JIUQUAN, Gansu -- Shenzhou VII will lift off between 9:07 pm and 10:27 pm Thursday, carrying three astronauts, one of who will become the first Chinese to walk in space, senior space program officials said Wednesday.
One of the astronauts, Zhai Zhigang will walk in space around 4:30 pm on Saturday, media reports said.
The spacecraft will carry astronauts Liu Boming and Jing Haipeng, too.
One of the major tasks of the three-day mission is extra-vehicular activity (EVA), or spacewalk in this case, mission spokesman Wang Zhaoyao said at a news conference Wednesday. The success of the task will mark a remarkable step forward for China.
The other tasks include releasing a small monitoring satellite and satellite data relay trials, said Wang, who is also deputy director of China's manned space program office.
"The Shenzhou VII mission marks a historic breakthrough in China's manned space program. It is a great honor for all three of us to be part of the mission, and we are fully prepared for the challenge," Zhai Zhigang said when he and the other two astronauts met the media Wednesday.
Tonight's mission will be the second stage of China's three-stage manned space program, which eventually is aimed at building a space lab and a space station by 2020.
Engineers began loading fuel in the carrier rocket at 4 pm Wednesday, a process that would take seven hours and meant the launch was "irreversible", Jiuquan Satellite Launch Center officials said.
Shenzhou VII will be launched from atop the Long-March II-F carrier rocket into orbit 343 km from Earth.
Two of the astronauts will enter the orbital module, put on EVA spacesuits and prepare for the spacewalk.

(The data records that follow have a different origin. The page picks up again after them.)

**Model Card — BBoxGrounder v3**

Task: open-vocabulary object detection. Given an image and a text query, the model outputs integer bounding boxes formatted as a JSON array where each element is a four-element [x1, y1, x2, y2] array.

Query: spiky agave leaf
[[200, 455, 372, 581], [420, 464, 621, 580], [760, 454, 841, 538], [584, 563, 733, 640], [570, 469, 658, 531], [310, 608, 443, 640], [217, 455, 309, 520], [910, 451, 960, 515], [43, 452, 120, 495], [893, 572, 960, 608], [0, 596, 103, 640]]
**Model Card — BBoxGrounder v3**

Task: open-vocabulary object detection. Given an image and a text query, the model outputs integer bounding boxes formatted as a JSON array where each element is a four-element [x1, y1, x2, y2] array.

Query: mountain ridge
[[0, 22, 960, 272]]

One of them will put on a China-made "Feitian" EVA suit and the other, a Russian Orlan-M "Haiying" suit.
And "one of the two will get out of the cabin and retrieve the test samples loaded outside the module," Wang said.
Compared with the previous two manned space flights, the Shenzhou VII mission faces unprecedented technical difficulties, he said, even though China has achieved a series of technical breakthroughs, including making an EVA suit and airlock module.

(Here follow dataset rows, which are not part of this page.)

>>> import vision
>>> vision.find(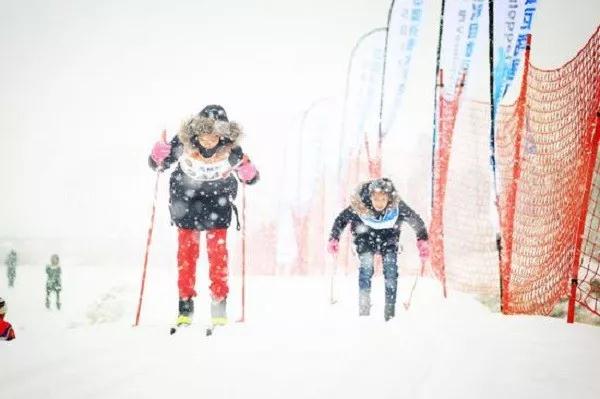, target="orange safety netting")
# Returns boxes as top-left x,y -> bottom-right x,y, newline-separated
576,133 -> 600,316
497,31 -> 600,314
443,100 -> 500,297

During the mission, the astronauts will have to assemble and test the 120-kg EVA suits, depressurize and re-pressurize the cabin, and exit and re-enter the orbital module.
"The process of EVAs cannot be simulated completely on the ground and some of the newly developed products have to be tested in flight for the first time," Wang said.
Thirteen Orlan-M spacesuits, three for actual EVAs, were received from Russia under a contract signed in April 2004, he said. Moscow developed the spacesuits, while Beijing gave the power supply and communication systems.
"Russian experts have provided technical assistance throughout the mission," he said.
Thanks to the collaboration, China took only three and half years to design the EVA spacesuit. Or else it would have taken eight years to do so, Chen Shanguang, head and chief designer of the project's astronaut suits and other accessories, said.
Russia helped train the astronauts and develop the Shenzhou spacecraft, too.
But soon China could train foreign astronauts, Xinhua quoted Chen as having said. "China's two successful manned space missions have showed it has the technical ability to independently train astronauts in future."
In 2003, China became the first country after the US and Russia to send a man into space. It followed it with a two-man mission in 2005.